Смерть империи
Шрифт:
— Мы ему попросту не верим, — парировал Ландсбергис. — Власть ему нужна, чтоб разбить нас!
— Не хотите ли вы сказать, что сейчас у него нет власти применить против вас силу, захоти он того? — задал я вопрос. Молчание. — Я не вижу, чем президентство хоть как–то облегчит ему использование силы против вас, — заметил я. И заключил повторением того, что давать совет я не намерен, но гостям следует понимать, что я расцениваю ситуацию не так, как они.
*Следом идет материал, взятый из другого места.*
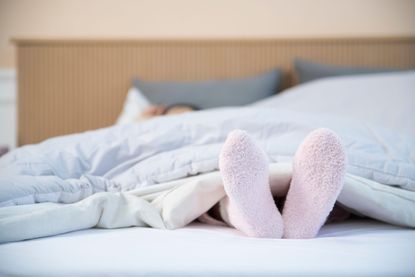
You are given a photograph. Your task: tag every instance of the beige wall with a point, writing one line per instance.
(201, 18)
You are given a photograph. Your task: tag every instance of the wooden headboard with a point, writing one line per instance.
(73, 85)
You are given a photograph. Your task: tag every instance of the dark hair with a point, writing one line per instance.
(193, 107)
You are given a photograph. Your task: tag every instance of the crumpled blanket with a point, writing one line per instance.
(175, 204)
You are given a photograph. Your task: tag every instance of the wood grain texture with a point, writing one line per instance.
(73, 85)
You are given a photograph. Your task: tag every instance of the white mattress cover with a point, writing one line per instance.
(358, 247)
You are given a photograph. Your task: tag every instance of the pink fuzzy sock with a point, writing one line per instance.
(250, 206)
(318, 172)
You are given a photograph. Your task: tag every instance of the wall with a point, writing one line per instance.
(187, 18)
(201, 18)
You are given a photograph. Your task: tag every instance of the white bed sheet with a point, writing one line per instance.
(357, 247)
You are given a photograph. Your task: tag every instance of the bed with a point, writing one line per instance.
(52, 193)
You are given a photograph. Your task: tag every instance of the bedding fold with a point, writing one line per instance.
(175, 204)
(150, 165)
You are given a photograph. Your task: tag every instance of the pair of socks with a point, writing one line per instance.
(318, 173)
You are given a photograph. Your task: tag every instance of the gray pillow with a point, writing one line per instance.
(212, 93)
(308, 71)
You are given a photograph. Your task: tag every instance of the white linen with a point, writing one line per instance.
(67, 169)
(386, 99)
(351, 248)
(175, 204)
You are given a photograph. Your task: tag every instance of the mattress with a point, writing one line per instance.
(355, 247)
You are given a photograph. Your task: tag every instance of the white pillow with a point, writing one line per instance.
(134, 105)
(386, 99)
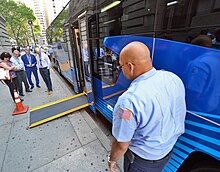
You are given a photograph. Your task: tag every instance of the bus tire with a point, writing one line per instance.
(206, 169)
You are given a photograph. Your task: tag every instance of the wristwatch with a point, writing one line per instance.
(109, 159)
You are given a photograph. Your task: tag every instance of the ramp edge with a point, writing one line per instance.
(55, 102)
(57, 116)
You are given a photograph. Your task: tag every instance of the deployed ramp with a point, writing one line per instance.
(48, 112)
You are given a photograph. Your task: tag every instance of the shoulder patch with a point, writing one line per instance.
(124, 113)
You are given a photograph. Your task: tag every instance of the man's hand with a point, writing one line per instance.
(112, 166)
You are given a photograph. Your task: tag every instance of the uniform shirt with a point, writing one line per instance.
(150, 114)
(43, 60)
(17, 62)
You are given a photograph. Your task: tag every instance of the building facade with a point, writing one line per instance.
(4, 38)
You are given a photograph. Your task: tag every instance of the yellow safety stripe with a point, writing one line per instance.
(114, 94)
(55, 102)
(57, 116)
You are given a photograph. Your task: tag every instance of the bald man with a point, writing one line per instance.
(149, 117)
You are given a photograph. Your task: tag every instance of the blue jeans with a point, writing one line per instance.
(141, 165)
(45, 73)
(29, 71)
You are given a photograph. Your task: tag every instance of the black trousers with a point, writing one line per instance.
(141, 165)
(12, 86)
(45, 73)
(22, 77)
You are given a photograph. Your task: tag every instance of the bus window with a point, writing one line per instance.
(108, 63)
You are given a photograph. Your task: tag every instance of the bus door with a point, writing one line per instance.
(78, 67)
(84, 54)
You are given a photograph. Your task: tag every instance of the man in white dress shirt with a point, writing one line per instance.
(44, 64)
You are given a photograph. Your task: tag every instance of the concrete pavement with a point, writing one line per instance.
(71, 143)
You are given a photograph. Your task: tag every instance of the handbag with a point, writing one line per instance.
(4, 74)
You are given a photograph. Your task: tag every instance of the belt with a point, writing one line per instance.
(44, 67)
(142, 159)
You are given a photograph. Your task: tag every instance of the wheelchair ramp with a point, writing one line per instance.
(51, 111)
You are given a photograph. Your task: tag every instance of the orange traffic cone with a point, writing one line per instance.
(20, 109)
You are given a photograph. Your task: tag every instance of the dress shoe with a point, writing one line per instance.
(50, 92)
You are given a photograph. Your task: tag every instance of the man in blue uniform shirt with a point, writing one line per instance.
(149, 117)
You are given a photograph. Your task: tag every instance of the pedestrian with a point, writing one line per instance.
(44, 67)
(149, 117)
(8, 65)
(30, 64)
(21, 74)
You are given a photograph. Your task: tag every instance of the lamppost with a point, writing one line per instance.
(30, 24)
(51, 33)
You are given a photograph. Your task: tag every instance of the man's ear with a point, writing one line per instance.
(131, 66)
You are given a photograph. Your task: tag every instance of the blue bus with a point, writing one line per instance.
(183, 37)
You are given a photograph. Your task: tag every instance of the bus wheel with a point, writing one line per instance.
(206, 169)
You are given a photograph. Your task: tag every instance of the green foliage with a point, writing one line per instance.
(55, 30)
(17, 16)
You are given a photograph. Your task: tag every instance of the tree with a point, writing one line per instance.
(17, 16)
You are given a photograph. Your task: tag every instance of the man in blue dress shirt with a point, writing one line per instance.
(149, 117)
(30, 64)
(44, 64)
(21, 75)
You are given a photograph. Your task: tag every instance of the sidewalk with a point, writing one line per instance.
(71, 143)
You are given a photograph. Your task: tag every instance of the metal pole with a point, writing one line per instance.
(51, 30)
(33, 35)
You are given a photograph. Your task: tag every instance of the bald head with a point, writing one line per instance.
(37, 50)
(135, 57)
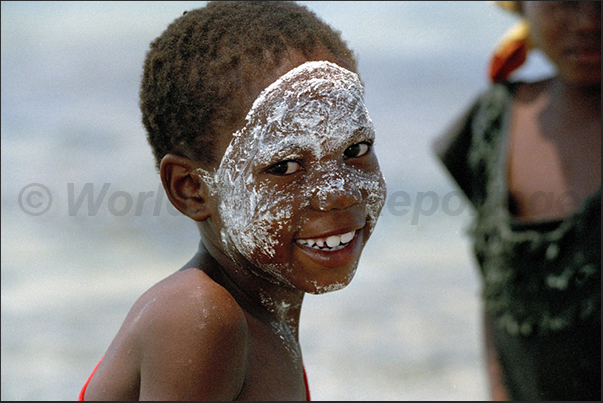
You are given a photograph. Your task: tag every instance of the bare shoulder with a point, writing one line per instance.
(193, 340)
(528, 92)
(184, 339)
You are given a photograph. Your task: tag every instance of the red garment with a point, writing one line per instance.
(83, 391)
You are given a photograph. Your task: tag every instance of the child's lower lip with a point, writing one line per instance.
(335, 258)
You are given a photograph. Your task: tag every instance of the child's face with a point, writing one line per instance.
(569, 33)
(299, 187)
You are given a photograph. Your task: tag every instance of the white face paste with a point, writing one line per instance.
(312, 112)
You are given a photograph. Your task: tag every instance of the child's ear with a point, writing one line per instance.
(185, 189)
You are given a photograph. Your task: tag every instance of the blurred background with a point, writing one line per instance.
(86, 227)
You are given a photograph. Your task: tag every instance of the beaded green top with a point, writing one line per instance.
(537, 277)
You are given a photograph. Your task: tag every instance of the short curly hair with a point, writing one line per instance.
(197, 72)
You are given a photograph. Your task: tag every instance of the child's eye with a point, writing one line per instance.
(284, 168)
(357, 150)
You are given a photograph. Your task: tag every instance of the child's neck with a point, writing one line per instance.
(273, 304)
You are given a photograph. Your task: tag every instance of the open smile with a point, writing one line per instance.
(333, 251)
(330, 243)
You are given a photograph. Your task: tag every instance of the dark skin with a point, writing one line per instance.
(206, 332)
(555, 139)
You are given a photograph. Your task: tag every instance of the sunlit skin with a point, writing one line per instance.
(555, 145)
(226, 326)
(302, 168)
(555, 137)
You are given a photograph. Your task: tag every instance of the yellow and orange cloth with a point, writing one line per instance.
(512, 50)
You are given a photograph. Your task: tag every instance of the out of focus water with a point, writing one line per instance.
(407, 328)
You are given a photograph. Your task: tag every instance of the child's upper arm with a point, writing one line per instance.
(193, 344)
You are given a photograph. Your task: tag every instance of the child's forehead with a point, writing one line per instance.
(316, 106)
(316, 97)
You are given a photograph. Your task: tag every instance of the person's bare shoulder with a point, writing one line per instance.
(193, 340)
(184, 339)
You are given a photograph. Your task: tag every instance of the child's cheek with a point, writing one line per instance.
(255, 217)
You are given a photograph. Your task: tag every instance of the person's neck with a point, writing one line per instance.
(274, 304)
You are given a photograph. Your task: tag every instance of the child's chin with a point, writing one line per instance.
(328, 288)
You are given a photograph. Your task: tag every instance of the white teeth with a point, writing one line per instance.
(334, 242)
(345, 238)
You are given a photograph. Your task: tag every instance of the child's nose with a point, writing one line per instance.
(335, 191)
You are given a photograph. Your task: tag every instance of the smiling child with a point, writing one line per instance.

Пробыв с группой минут пятнадцать и чувствуя себя все хуже и хуже, я откланялся и, попросив литовцев остаться и продолжить разговор с моими коллегами, поднялся наверх, в кабинет, Прежде чем принять предписанное доктором лекарство, я набросал отчеты о событиях этого утра и отослал их в посольство для передачи в Вашингтон. Затем я попытался
————
К вечеру я почувствовал себя лучше и смог принять участие в семинаре американских и советских ученых, организованном нами для обсуждения понимания Достоевского в современном мире. Обсуждение проходило живо, бередило мысль и воображение (один московский литературный журнал впоследствии опубликовал отчет о нем), но я, признаться, с трудом вникал в обсуждаемый предмет. Предупреждение Шеварднадзе о надвигающейся угрозе военного переворота было достаточно правдоподобно, чтобы вывести меня из равновесия. Меня охватило ощущение, что литовцы не полностью отдают себе отчет в том, на какой риск идут, и я не мог взять в толк, почему так важно для них провозгласить независимость именно до того, как Горбачев станет советским президентом. Пожелай он сокрушить их, так и сделал бы, не взирая ни на какие сроки провозглашения.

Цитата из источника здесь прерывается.